I have a new insight into Grandma Mickey. I have discovered, upon welcoming the fifth child into our family, that the ONLY way to keep things reasonably tidy (and by this I mean, "waist deep instead of neck deep") is to be in a constant mode of picking up after people. This is the first line of defense, and the only effective one. The second line of defense is to teach the children to pick up after themselves, but considering their ages and the fact that they are human beings this is a very weak strategy and only minimally lessens the havoc.

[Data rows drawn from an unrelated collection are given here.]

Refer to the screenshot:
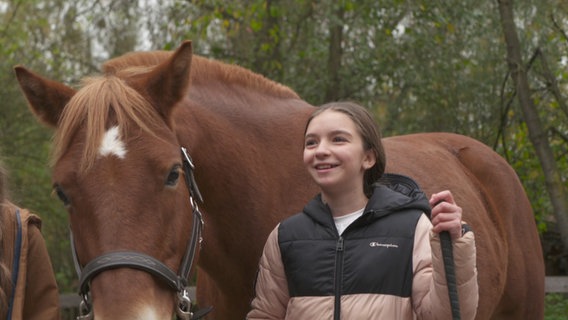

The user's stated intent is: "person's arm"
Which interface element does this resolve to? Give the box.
[23,222,59,320]
[247,227,290,320]
[412,215,479,320]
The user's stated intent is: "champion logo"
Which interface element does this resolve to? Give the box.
[369,241,398,248]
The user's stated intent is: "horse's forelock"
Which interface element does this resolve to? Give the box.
[51,75,163,171]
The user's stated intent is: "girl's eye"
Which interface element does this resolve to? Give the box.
[333,136,347,142]
[304,139,317,148]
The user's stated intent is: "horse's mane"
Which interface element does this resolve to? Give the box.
[52,51,299,171]
[52,74,163,171]
[102,51,299,99]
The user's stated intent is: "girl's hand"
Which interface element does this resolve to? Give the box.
[430,190,462,240]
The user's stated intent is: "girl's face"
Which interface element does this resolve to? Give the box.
[304,110,375,195]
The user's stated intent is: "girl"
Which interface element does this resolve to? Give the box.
[247,102,478,320]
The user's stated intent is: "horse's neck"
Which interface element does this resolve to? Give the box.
[176,95,313,211]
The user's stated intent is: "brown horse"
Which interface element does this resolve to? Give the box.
[16,42,544,320]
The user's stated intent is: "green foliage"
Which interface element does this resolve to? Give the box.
[544,293,568,320]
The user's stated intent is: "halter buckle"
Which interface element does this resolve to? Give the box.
[76,294,94,320]
[176,287,193,320]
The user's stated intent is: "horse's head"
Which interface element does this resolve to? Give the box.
[15,42,199,319]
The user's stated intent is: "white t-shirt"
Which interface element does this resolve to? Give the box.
[333,208,365,235]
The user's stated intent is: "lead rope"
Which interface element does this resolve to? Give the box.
[177,147,213,320]
[440,231,461,320]
[434,200,461,320]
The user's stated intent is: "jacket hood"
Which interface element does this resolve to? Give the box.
[303,173,432,225]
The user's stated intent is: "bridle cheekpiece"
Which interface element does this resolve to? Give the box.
[69,147,211,320]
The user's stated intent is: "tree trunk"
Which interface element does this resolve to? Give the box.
[497,0,568,249]
[325,2,345,102]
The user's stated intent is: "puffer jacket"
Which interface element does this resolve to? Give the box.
[0,201,60,320]
[247,175,478,320]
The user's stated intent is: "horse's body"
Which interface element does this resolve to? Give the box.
[16,43,544,320]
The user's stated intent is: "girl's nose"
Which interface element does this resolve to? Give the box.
[315,141,329,156]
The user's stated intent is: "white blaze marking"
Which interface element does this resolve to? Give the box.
[99,126,126,159]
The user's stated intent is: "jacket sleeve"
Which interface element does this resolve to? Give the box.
[412,215,479,320]
[23,216,59,320]
[247,226,290,320]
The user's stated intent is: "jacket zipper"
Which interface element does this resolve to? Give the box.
[333,236,344,320]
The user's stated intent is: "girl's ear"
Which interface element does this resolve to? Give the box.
[363,149,377,170]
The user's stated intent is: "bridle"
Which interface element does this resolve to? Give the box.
[69,147,212,320]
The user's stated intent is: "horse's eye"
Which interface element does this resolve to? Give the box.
[53,184,71,207]
[166,165,181,187]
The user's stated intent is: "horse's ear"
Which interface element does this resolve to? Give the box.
[14,66,75,128]
[146,41,193,120]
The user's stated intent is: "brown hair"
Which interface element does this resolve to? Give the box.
[304,102,386,197]
[0,162,12,319]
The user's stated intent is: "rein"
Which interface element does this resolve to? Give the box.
[69,147,212,320]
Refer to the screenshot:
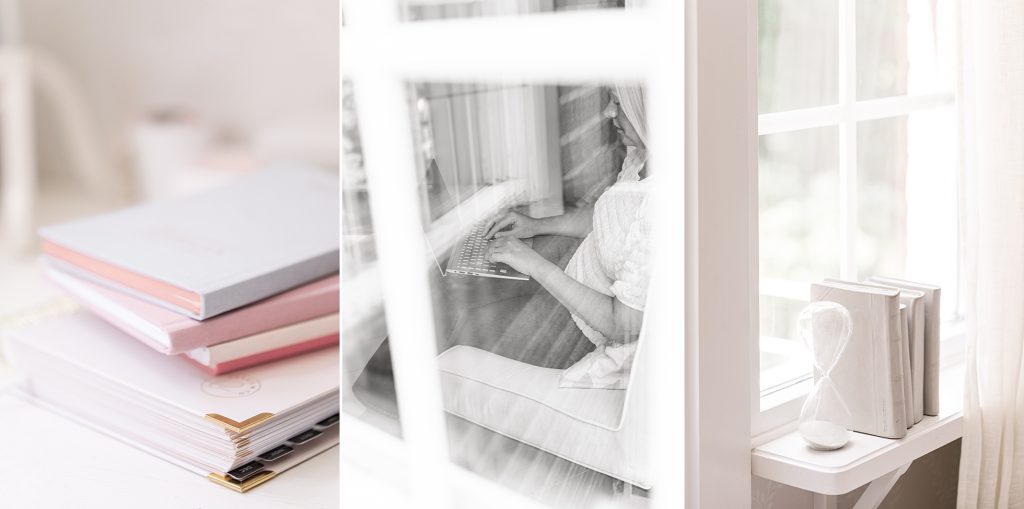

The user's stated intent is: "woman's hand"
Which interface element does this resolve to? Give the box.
[483,210,541,239]
[487,237,551,275]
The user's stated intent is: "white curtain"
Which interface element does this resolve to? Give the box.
[957,0,1024,509]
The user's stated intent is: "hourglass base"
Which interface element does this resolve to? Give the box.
[800,420,850,451]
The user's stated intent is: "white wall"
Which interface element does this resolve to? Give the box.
[22,0,340,182]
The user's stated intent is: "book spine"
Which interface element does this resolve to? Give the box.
[925,290,942,416]
[882,296,906,438]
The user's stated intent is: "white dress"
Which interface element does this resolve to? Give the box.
[560,159,650,389]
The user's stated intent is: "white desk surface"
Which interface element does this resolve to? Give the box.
[751,365,964,495]
[0,389,339,509]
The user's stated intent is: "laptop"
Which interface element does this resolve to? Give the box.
[445,222,534,281]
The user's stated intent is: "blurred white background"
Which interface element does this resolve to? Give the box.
[0,0,340,325]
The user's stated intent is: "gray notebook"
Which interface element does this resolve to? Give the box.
[40,167,340,320]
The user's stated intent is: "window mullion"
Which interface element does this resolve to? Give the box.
[838,0,857,279]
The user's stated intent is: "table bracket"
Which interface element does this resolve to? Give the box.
[814,461,913,509]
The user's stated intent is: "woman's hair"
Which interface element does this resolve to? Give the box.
[615,85,647,146]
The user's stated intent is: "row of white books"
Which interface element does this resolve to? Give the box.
[811,278,941,438]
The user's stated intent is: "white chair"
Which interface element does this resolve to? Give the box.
[437,333,651,490]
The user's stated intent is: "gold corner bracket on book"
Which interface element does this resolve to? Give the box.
[206,470,278,493]
[206,412,273,433]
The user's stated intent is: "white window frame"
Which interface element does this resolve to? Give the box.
[340,0,724,508]
[748,0,965,438]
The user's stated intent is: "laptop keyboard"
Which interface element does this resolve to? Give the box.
[453,223,509,274]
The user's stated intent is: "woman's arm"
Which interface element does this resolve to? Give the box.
[483,205,594,239]
[488,237,643,343]
[531,262,643,344]
[538,205,594,239]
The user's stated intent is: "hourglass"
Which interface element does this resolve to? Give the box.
[797,301,853,451]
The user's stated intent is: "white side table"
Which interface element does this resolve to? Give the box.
[751,365,964,509]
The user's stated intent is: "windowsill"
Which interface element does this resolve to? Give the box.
[751,363,964,495]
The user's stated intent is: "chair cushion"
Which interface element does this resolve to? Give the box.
[437,345,650,489]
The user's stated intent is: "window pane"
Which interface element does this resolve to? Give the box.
[857,108,958,319]
[857,0,955,100]
[758,127,840,389]
[398,0,625,22]
[346,79,650,507]
[758,0,839,113]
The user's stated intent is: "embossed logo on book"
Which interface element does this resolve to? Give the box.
[203,375,260,397]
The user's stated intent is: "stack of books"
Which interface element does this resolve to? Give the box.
[6,168,340,492]
[811,278,941,438]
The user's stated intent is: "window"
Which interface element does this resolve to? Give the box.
[342,0,685,507]
[758,0,961,410]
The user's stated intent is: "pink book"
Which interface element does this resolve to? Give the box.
[184,313,340,375]
[47,265,340,355]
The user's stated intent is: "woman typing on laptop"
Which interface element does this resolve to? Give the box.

I came to this realization because we had guests last weekend, had a visit from the social worker this weekend, are having guests at the end of this weekend, and Mom is dropping by twice this week on her way to and from Ohio to visit Ella (oh, and Ben and Julie). So I would like the house to be presentable. This has been on my mind for a couple of days now, so I have had an eye toward getting the house clean and keeping it that way. As I was cleaning my room today (which I have to admit is by far the messiest), I would pause every minute or so to put an errant toy in its place or call a child to come put away its underwear, etc.--and I realized that I was acting exactly like Grandma Mickey. Exactly. And that is when I realized that she also had five kids (I never really thought about it before), and at some point they must have been young, and--judging from the way they are now--she must have been picking up after them all the time, just like I have to do. Like she still does, if you have ever noticed. This gave me pause, as well it should--I do not want to be neurotic. So if you come to visit and you notice it is not as tidy around here as it might be at your house, it is because I am practicing for when my children are all grown up and have left the house and I become normal again.